En lisant l’article de ce matin sur le synode à Rome intitulé « Un revers à saveur de victoire », on peut croire à un certain avancement dans l’Église lorsqu’elle délibère enfin sur le divorce et les homosexuels. Mais pourquoi les évêques ne se penchent-ils pas sur une question beaucoup plus importante, soit le rôle de la femme dans l’Église ? C’est d’autant plus universel ou « catholique » puisqu’elles représentent plus de la moitié de l’humanité.

Or, les femmes ont subi une discrimination au sein de l’Église qui remonte à plusieurs siècles et qui les empêche de devenir prêtre, diacre, évêque.
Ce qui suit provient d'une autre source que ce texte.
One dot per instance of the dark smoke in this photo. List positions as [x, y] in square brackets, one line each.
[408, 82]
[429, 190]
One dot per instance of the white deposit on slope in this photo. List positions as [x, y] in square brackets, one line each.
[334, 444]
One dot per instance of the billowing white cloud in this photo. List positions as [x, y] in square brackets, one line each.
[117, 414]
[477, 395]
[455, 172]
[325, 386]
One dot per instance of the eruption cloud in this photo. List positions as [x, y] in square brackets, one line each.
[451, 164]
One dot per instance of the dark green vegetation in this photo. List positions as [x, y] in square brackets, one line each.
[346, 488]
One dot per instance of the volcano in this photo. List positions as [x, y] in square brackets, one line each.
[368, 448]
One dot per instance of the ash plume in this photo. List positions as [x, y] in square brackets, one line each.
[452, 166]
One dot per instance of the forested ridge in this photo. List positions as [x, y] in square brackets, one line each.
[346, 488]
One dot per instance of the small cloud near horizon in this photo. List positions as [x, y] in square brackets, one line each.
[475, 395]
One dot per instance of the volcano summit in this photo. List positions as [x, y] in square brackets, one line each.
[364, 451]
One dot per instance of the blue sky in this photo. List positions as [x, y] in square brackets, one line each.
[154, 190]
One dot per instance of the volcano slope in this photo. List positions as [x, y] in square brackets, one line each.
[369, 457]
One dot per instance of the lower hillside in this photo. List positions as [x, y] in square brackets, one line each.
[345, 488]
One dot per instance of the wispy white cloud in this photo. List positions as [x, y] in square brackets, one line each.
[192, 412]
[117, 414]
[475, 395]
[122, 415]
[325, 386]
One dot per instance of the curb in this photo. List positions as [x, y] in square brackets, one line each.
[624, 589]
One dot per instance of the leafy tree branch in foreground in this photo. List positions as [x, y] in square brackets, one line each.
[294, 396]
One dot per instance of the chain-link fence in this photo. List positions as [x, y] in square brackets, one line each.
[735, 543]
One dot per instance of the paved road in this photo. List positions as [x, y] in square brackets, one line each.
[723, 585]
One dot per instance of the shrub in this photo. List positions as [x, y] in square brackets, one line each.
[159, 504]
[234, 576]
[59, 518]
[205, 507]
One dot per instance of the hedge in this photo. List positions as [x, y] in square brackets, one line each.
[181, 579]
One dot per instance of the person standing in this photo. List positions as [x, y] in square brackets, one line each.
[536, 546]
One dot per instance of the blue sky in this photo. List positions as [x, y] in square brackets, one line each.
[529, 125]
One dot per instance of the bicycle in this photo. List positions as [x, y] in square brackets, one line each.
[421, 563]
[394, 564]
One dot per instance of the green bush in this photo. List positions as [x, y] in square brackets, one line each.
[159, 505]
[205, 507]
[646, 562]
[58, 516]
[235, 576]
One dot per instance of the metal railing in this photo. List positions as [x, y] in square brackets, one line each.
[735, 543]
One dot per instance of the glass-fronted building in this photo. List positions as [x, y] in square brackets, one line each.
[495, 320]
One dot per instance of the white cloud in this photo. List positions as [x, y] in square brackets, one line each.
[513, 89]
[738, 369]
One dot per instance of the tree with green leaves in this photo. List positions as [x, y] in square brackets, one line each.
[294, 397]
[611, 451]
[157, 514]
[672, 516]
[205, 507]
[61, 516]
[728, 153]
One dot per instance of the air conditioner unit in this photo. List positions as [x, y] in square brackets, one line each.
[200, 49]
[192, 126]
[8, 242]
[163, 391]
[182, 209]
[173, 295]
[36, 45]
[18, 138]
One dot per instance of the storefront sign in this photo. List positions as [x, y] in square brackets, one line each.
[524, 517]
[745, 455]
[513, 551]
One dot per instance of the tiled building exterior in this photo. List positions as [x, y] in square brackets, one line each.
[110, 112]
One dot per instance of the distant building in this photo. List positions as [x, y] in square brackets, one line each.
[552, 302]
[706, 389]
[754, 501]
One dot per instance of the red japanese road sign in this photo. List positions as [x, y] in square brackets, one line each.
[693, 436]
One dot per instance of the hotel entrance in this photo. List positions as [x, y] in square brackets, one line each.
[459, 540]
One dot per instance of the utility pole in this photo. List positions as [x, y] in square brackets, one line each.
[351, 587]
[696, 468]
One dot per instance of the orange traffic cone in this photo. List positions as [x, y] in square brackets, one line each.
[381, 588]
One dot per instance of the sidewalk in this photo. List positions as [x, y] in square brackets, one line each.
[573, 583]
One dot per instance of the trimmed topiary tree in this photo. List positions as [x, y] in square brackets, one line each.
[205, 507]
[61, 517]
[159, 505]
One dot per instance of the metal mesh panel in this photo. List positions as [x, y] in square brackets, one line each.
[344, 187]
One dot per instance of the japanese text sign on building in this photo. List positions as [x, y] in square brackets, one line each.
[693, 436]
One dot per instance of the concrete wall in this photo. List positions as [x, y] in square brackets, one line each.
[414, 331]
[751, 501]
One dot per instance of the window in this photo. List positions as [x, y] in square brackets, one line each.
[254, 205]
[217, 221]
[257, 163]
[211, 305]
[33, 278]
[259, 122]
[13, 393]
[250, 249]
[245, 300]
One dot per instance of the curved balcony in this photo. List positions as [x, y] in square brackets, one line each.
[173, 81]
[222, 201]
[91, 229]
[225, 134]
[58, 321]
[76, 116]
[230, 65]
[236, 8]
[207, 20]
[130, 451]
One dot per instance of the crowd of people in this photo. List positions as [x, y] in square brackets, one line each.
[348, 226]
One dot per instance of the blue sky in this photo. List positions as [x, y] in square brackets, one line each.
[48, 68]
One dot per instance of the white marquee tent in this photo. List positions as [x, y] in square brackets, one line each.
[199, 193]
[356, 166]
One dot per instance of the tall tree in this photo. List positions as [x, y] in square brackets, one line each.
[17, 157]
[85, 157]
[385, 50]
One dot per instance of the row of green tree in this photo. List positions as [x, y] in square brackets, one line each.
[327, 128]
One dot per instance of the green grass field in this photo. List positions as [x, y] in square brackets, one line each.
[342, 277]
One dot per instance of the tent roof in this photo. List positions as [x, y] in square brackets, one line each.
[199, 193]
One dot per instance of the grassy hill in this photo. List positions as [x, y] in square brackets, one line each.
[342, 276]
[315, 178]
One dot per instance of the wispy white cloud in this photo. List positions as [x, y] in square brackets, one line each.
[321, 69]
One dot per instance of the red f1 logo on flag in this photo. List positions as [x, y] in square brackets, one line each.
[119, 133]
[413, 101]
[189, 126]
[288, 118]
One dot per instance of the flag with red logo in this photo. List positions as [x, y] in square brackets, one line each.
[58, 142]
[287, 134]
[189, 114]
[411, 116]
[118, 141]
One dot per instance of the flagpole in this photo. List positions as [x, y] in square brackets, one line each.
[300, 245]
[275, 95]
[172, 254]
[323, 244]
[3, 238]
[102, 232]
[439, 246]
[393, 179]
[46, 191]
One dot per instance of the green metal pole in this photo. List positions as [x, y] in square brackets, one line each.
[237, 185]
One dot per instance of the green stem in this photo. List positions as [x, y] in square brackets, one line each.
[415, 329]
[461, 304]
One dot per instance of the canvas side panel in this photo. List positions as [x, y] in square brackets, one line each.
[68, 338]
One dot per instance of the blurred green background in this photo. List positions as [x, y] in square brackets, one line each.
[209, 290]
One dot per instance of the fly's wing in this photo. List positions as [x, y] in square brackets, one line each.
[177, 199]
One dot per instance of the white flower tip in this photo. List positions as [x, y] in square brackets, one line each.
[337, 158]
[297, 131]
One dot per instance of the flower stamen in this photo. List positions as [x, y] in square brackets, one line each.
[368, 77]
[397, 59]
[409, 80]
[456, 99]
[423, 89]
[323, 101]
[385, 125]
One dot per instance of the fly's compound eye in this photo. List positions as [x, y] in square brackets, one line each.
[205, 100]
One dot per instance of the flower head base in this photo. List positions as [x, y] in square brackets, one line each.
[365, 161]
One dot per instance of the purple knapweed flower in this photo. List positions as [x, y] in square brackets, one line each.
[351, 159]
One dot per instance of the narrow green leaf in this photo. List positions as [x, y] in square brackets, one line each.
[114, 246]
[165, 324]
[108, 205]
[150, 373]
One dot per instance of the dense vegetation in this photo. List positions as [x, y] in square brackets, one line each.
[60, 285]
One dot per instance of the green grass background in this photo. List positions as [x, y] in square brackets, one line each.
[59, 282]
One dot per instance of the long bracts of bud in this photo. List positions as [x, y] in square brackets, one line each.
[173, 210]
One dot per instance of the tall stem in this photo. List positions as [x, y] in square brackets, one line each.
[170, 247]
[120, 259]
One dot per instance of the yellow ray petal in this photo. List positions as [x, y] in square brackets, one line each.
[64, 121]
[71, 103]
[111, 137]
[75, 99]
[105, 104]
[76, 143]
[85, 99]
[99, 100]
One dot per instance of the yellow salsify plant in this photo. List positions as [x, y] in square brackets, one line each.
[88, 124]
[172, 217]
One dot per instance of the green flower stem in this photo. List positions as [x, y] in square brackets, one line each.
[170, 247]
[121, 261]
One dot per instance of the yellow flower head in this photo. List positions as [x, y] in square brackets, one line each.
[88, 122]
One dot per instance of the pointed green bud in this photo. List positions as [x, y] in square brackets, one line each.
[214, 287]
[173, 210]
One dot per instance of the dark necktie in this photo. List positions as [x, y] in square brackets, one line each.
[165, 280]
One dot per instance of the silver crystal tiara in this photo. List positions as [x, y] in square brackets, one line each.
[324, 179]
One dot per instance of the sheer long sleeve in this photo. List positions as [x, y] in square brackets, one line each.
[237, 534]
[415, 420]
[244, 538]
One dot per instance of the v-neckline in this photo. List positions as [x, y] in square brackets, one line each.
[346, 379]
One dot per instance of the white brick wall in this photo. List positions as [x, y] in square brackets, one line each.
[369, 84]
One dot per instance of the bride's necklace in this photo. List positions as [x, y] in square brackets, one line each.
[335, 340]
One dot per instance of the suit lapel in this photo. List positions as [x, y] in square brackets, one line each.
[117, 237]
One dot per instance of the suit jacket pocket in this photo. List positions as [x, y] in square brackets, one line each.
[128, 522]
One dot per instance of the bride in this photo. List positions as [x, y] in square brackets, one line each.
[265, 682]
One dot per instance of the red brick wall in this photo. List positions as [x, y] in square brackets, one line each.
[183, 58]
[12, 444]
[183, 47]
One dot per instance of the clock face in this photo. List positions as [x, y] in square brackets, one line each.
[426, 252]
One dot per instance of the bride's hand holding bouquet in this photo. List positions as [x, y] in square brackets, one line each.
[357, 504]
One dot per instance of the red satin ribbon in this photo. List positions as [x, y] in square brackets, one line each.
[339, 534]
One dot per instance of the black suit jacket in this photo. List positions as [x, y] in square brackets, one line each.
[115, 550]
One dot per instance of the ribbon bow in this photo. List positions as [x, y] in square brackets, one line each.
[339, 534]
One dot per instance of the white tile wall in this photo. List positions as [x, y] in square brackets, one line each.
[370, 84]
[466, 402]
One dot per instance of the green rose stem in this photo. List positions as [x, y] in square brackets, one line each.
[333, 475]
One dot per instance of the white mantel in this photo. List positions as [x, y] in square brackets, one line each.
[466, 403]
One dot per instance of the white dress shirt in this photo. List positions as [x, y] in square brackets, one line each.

Pourquoi une telle discrimination encore de nos jours ? Il est même ridicule de voir autant que 200 évêques et cardinaux « mâles » réunis pour discuter des responsabilités de l’Église envers certains de ses fidèles, alors qu’il n’y a pas une seule femme présente.

Rien de théologique ne justifie une telle situation, si ce n’est que l’hom- me mâle contrôle l’Église, comme toujours, et cherche encore à exercer son pouvoir en tant que mâle. C’est de la misogynie pure et simple, et de haute voltige.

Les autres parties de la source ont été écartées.